Le mouvement parnassien apparaît en réaction au lyrisme subjectif et sentimental du romantisme. Ses principes sont la valorisation de l’art poétique par la retenue, l’impersonnalité et le rejet de l’engagement social ou politique. L’art n’aurait pas à être utile ou vertueux et le but en serait uniquement la beauté : le slogan « L’art pour l’art » de Théophile Gautier, considéré comme précurseur, est adopté. Ce mouvement réhabilite aussi le travail acharné et minutieux de l’artiste en utilisant souvent la métaphore de la sculpture pour symboliser la résistance de la « matière poétique ».
Pendant les trois décennies qui ont précédé le début effectif du mouvement en 1866, certains poètes ont été des précurseurs de ses thèses principales. Par exemple, c’est en 1835 que Théophile Gautier, dans la préface de son roman Mademoiselle de Maupin, a exposé sa théorie de « l’art pour l’art », et en 1852, qu’il l’a mise en pratique dans son recueil Émaux et Camées.
Le mouvement parnassien débute en 1866, lors de la parution de 18 brochures que l’éditeur Alphonse Lemerre réunit sous le nom Le Parnasse contemporain, recueil de vers nouveaux, et qui contiennent des poèmes d’une quarantaine de poètes de l’époque. Le nom de « parnassien » utilisé d’abord ironiquement par les détracteurs, est rapidement adopté pour qualifier ces poètes.
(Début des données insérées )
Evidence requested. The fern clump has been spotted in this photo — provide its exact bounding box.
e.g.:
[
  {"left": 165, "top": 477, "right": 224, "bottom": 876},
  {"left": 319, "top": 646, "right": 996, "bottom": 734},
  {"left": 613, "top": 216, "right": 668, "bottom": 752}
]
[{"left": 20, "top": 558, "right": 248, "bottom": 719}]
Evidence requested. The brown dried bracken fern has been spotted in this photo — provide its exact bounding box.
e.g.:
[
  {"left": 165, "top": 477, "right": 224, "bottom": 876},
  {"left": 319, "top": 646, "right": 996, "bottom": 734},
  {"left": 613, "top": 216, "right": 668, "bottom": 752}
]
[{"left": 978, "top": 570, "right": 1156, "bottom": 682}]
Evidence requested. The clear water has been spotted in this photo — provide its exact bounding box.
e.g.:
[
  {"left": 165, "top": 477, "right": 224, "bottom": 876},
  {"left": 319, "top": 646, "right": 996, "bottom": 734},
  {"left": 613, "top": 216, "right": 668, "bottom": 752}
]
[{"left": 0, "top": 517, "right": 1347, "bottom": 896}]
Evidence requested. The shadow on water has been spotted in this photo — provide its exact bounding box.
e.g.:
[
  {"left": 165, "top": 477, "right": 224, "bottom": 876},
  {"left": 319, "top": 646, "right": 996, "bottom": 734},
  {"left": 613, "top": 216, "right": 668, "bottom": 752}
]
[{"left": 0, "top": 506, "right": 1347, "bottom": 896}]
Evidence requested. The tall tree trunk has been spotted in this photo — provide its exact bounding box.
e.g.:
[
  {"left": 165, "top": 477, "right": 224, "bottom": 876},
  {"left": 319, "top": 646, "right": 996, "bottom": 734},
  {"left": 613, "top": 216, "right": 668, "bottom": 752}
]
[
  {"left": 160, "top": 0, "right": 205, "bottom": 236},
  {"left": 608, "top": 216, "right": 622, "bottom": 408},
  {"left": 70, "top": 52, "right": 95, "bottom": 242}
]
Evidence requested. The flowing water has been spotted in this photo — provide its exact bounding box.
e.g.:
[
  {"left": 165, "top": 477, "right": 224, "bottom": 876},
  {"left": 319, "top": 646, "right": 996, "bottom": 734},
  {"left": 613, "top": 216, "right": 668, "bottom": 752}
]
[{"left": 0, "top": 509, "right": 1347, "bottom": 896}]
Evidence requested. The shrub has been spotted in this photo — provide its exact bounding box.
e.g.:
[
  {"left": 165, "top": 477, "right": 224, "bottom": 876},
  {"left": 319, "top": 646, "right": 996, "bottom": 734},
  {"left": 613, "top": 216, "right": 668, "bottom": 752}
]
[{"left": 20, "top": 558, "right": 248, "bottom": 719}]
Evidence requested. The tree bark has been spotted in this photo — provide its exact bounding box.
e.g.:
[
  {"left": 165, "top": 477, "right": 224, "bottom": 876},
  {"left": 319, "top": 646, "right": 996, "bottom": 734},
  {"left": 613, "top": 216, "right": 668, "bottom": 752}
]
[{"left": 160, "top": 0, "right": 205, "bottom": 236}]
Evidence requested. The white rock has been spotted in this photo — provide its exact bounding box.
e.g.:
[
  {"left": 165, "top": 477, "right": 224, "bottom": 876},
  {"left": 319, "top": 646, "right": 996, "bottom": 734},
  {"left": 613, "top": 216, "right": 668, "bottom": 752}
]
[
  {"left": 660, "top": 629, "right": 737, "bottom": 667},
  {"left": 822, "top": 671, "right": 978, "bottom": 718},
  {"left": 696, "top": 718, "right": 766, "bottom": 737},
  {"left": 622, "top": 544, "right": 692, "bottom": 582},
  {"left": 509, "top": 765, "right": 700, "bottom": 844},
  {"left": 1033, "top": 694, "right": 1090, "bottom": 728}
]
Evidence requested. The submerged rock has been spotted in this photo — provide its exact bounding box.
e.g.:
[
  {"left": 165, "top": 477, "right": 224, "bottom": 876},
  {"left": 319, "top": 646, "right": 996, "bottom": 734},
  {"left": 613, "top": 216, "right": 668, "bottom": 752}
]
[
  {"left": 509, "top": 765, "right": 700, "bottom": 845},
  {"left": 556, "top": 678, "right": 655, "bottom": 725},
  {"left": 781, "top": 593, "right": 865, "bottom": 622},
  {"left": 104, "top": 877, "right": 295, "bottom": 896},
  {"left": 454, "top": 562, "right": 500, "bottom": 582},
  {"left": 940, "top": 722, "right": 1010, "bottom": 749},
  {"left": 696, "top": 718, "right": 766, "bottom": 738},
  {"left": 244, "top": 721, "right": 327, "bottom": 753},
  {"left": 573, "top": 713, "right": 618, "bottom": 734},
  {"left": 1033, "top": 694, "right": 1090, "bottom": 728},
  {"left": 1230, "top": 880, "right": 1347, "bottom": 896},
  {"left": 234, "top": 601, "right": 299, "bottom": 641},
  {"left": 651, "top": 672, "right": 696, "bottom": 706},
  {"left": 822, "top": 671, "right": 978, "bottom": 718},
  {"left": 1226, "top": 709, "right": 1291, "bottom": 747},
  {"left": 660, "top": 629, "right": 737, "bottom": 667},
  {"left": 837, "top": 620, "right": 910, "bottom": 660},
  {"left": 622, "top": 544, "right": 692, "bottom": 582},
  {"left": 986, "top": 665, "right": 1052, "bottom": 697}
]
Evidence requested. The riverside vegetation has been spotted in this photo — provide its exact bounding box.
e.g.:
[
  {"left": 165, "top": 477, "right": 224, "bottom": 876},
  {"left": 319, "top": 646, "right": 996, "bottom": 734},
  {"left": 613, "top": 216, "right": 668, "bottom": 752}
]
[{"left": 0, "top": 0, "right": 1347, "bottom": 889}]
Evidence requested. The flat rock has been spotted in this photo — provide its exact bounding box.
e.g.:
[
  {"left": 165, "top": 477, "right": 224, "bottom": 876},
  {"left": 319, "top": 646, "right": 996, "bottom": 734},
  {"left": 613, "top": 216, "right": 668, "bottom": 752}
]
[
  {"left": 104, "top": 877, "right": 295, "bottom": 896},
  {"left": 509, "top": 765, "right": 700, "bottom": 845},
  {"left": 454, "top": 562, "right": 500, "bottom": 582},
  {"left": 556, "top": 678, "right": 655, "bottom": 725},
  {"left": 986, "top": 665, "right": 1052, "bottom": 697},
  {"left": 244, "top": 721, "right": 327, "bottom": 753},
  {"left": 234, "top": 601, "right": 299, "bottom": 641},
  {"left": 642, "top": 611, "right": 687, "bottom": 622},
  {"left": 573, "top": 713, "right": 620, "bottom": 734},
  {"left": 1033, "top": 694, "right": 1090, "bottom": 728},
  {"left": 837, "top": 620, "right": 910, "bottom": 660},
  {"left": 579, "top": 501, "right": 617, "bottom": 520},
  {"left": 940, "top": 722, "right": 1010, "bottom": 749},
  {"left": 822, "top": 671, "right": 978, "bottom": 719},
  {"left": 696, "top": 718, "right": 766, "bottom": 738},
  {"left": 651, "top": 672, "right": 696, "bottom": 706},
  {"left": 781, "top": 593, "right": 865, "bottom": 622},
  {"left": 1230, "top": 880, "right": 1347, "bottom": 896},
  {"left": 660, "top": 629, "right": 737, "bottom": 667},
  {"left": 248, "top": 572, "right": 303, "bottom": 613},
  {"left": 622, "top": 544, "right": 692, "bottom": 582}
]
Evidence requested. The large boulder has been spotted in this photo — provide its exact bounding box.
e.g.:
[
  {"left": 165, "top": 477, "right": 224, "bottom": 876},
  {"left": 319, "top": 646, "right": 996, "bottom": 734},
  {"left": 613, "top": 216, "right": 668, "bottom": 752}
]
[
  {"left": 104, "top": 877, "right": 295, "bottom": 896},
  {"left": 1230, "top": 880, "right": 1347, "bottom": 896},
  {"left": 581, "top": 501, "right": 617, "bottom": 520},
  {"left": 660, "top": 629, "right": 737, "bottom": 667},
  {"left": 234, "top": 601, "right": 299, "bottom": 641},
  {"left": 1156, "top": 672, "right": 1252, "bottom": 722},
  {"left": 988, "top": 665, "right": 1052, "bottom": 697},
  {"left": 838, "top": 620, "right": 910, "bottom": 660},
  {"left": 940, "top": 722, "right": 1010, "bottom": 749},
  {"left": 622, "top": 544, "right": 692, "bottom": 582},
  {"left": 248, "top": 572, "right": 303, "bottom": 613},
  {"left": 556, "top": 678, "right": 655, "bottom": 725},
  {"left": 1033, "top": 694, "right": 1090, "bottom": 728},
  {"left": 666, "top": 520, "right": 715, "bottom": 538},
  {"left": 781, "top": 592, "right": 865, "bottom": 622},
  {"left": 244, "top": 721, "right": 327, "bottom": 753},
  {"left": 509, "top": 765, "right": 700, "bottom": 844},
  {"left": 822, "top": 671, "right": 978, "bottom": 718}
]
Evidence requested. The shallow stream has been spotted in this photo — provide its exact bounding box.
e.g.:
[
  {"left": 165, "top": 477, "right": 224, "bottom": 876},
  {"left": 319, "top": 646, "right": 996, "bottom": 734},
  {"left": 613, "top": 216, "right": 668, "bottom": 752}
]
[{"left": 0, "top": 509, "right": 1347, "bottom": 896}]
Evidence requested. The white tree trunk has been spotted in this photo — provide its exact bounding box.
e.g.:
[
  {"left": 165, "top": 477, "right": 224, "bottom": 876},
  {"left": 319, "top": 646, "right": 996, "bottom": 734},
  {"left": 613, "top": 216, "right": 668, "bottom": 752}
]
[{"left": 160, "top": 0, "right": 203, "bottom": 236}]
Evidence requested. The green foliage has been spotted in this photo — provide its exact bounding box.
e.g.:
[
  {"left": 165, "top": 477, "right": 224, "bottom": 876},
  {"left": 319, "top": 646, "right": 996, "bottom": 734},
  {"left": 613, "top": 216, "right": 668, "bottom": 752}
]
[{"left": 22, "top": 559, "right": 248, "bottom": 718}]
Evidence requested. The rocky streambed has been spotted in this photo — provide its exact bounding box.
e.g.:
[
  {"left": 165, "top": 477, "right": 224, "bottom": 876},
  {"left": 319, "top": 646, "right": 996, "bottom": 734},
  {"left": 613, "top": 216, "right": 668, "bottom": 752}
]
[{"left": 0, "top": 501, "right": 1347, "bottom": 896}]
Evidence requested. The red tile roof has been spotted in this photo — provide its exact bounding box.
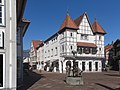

Le Parnasse contemporain est suivi de deux autres recueils du même titre, le deuxième en 1869-71 et le troisième en 1876.
Dans la décennie qui couvre la publication des recueils de Lemerre (1866-1876), c’est au total une centaine de poètes qui y sont publiés, mais ils n’adhèrent pas tous nécessairement aux thèses principales du mouvement. Parmi ces poètes, se trouvent de grands noms, tels que Baudelaire, Verlaine et Mallarmé. Rimbaud n’y est pas publié ; il côtoie les parnassiens à Paris en 1871, mais prend rapidement ses distances avec leur genre de poésie.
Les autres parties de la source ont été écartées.